Kim Gordon: The City is a Garden
303 Gallery, 507 W 24th Street, NY
June 4 – July 25, 2015

Kim Gordon’s new artwork – yes, she’s an artist in more ways than one – will be on exhibit at 303 Gallery, her first solo exhibition at the space, following a 2014 exhibit she did there with Karen Kilimnik.

For her new work, Gordon moves from application of paints, resins, glitters and fiberglass, using a variety of methods to work on canvas, to physical manipulation of the canvas and a playful irreverence in its presentation. Paintings are crumpled, overturned and flung; battle scars from past performances become gestural abstraction. A black and white banner photo of Kim in the studio – mid-painting, mid-performance – hangs over the exhibition, dramatizing the big reveal.

Kim Gordon’s art has been shown internationally including exhibitions at MoMA/PS1, New York; White Columns, New York; and Künstlerhaus, Graz. On June 12, Gordon will stage a performance at the opening of her solo exhibition at the DESTE/Benaki Museum in Athens. Girl in a Band, a book of Gordon’s memoirs, was released in February by Dey Street Books. Is It My Body, a collection of her writings on art and performance, was published in January 2014 by Sternberg Press. A widely recorded musician, Kim Gordon is a founding member of Sonic Youth and performs as Body/Head with Bill Nace.

A benefit honoring Kim Gordon and Dan Graham will be held at Cipriani Wall Street, New York City on Thursday, May 21, 2015, from 6 pm – 12:30 am, with dinner and performances by The Feelies, Stephen Malkmus, and The Raincoats, and after-party DJ sets by Jake Meginskyand Bill Nace/Open Mouth Records Crew and hosted by Sarah Blakey-Cartwright, Lizzi Bougatsos, Nick Mauss, Ken Okiishi, Ellie Rines, and Emily Sundblad.
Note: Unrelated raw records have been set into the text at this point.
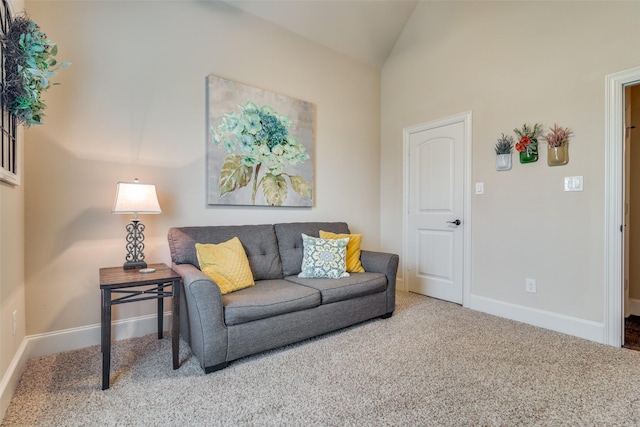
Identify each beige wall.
[25,1,380,334]
[0,1,26,398]
[381,1,640,322]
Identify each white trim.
[467,295,604,343]
[401,111,473,307]
[0,312,171,420]
[27,312,171,358]
[629,298,640,316]
[0,338,29,421]
[602,67,640,347]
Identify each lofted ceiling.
[222,0,419,68]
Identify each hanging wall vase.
[520,148,538,163]
[496,153,511,171]
[513,123,542,163]
[547,144,569,166]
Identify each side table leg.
[158,292,164,340]
[171,279,182,369]
[100,289,111,390]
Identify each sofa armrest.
[360,250,400,314]
[172,263,227,369]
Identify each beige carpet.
[3,293,640,426]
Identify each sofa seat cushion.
[284,273,387,304]
[222,280,321,326]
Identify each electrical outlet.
[525,279,538,294]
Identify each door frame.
[602,67,640,347]
[401,111,473,307]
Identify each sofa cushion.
[196,237,254,295]
[274,222,349,277]
[298,233,349,279]
[286,273,387,304]
[222,280,321,326]
[168,224,283,280]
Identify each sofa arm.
[360,250,400,314]
[172,263,227,370]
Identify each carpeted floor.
[3,293,640,426]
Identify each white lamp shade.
[111,182,162,214]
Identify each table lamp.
[111,178,162,270]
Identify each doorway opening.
[602,67,640,347]
[623,84,640,350]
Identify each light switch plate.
[564,176,584,191]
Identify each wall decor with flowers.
[494,123,573,171]
[513,123,542,163]
[543,123,573,166]
[207,75,315,207]
[495,133,513,171]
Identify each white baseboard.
[465,295,604,344]
[629,298,640,316]
[0,312,171,420]
[27,312,171,358]
[0,338,29,421]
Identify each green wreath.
[0,16,70,127]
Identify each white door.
[405,121,465,304]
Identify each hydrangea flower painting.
[207,76,314,206]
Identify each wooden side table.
[100,264,180,390]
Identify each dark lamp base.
[122,261,147,270]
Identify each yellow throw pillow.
[196,237,255,295]
[320,230,364,273]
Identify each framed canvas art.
[207,75,315,207]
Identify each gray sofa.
[168,222,398,373]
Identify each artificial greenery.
[0,16,70,127]
[496,133,513,154]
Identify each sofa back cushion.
[274,222,350,277]
[167,224,283,280]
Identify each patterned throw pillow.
[320,230,364,273]
[298,233,349,279]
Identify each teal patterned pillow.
[298,233,349,279]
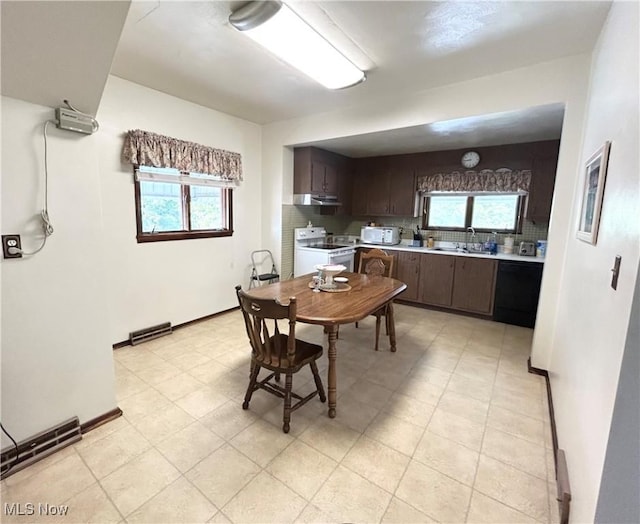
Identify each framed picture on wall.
[577,142,611,245]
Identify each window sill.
[136,229,233,244]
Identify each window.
[422,193,524,233]
[135,166,233,242]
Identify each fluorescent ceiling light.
[229,1,366,89]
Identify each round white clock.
[462,151,480,168]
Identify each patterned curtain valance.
[418,168,531,193]
[122,129,242,180]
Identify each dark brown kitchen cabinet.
[396,251,421,302]
[293,147,353,215]
[293,147,339,195]
[311,160,338,195]
[419,254,457,307]
[352,155,416,217]
[526,155,558,223]
[387,155,416,216]
[450,256,498,315]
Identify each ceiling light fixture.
[229,1,366,89]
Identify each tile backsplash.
[280,205,549,280]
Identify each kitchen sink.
[428,247,492,255]
[428,247,467,253]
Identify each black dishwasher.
[493,260,543,327]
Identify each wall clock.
[462,151,480,169]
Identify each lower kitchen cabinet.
[419,254,457,307]
[396,251,421,302]
[451,257,498,315]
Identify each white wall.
[263,45,640,522]
[96,76,262,342]
[0,97,116,440]
[549,2,640,522]
[262,55,590,369]
[0,77,262,446]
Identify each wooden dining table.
[248,272,407,418]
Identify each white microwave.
[360,226,400,246]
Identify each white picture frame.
[576,141,611,245]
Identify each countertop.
[355,244,544,264]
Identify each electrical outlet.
[2,235,22,258]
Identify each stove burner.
[307,244,349,249]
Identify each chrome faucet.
[464,226,476,251]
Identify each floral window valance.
[418,168,531,193]
[122,129,242,181]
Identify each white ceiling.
[296,104,564,158]
[0,0,129,117]
[1,0,610,156]
[112,1,610,123]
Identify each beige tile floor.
[1,305,557,524]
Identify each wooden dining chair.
[236,286,327,433]
[356,249,396,352]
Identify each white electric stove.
[293,227,356,277]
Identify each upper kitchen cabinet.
[293,147,352,214]
[387,155,417,216]
[352,155,416,216]
[293,147,339,195]
[526,152,558,223]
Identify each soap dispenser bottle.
[489,231,498,255]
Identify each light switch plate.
[611,255,622,289]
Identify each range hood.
[293,193,342,206]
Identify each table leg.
[387,302,396,353]
[325,325,338,418]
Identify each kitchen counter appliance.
[360,226,400,246]
[293,227,356,277]
[518,242,536,257]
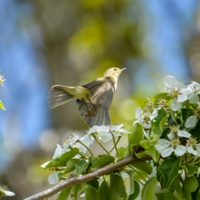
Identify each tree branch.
[24,155,152,200]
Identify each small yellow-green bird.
[49,68,126,127]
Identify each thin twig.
[24,155,152,200]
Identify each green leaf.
[91,155,115,171]
[179,109,194,130]
[45,148,79,169]
[63,159,80,175]
[0,101,6,110]
[141,177,157,200]
[85,186,99,200]
[128,180,140,200]
[60,148,79,163]
[57,187,73,200]
[169,175,184,199]
[99,181,109,200]
[130,162,153,175]
[149,147,160,162]
[151,110,167,136]
[158,158,181,188]
[86,180,99,190]
[124,123,144,158]
[128,171,135,195]
[117,147,127,158]
[151,93,171,103]
[181,164,199,177]
[140,135,160,149]
[190,120,200,142]
[74,183,86,200]
[109,174,126,200]
[191,176,200,200]
[75,160,88,176]
[183,176,198,200]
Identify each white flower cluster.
[134,76,200,157]
[41,124,130,184]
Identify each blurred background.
[0,0,200,200]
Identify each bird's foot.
[85,108,92,117]
[91,107,97,116]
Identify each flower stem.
[78,140,94,157]
[111,132,119,158]
[69,146,87,159]
[93,135,111,156]
[109,136,121,153]
[128,165,149,183]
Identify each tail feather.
[76,99,110,127]
[49,85,74,108]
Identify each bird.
[49,67,126,128]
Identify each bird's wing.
[49,85,74,108]
[76,99,110,128]
[76,78,115,127]
[82,78,115,109]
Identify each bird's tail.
[49,85,74,108]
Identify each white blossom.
[88,124,130,142]
[164,76,182,111]
[0,185,15,198]
[186,138,200,157]
[155,139,186,158]
[178,82,200,104]
[185,102,200,128]
[167,126,191,140]
[48,173,59,184]
[133,107,158,129]
[0,74,6,86]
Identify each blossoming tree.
[27,76,200,200]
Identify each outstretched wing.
[76,78,115,127]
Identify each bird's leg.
[87,97,97,116]
[82,99,92,117]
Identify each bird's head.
[104,67,126,78]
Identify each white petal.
[188,81,199,91]
[97,126,110,133]
[170,99,182,111]
[40,161,50,168]
[48,173,59,184]
[178,130,191,138]
[167,132,175,140]
[119,129,131,134]
[189,94,199,104]
[149,110,158,120]
[135,107,142,119]
[187,146,197,156]
[174,145,186,156]
[98,133,112,142]
[155,139,170,152]
[178,95,188,102]
[196,144,200,157]
[3,190,15,196]
[87,126,99,134]
[80,193,85,197]
[53,144,62,159]
[181,88,191,95]
[141,121,151,129]
[164,76,179,88]
[185,116,198,128]
[80,134,94,147]
[121,172,129,179]
[161,147,174,158]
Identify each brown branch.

Also look for Gordon’s artwork in an upcoming exhibition titled “Noise Name Paintings and Sculptures of Rock Bands That Are Broken Up,” at Benaki Museum, Athens, from June 12 – August 30, 2015. The “Noise Paintings” popularize the type of music that they symbolize and acknowledge, and thus, a web of references emerges between authorship, visualization and the reciprocal influence of poetic communication. The paintings are in a way oracular, as the words they display are orphaned from their intended context, existing in a pure visual language space, with no informational potential beyond their imagistic and contextual properties.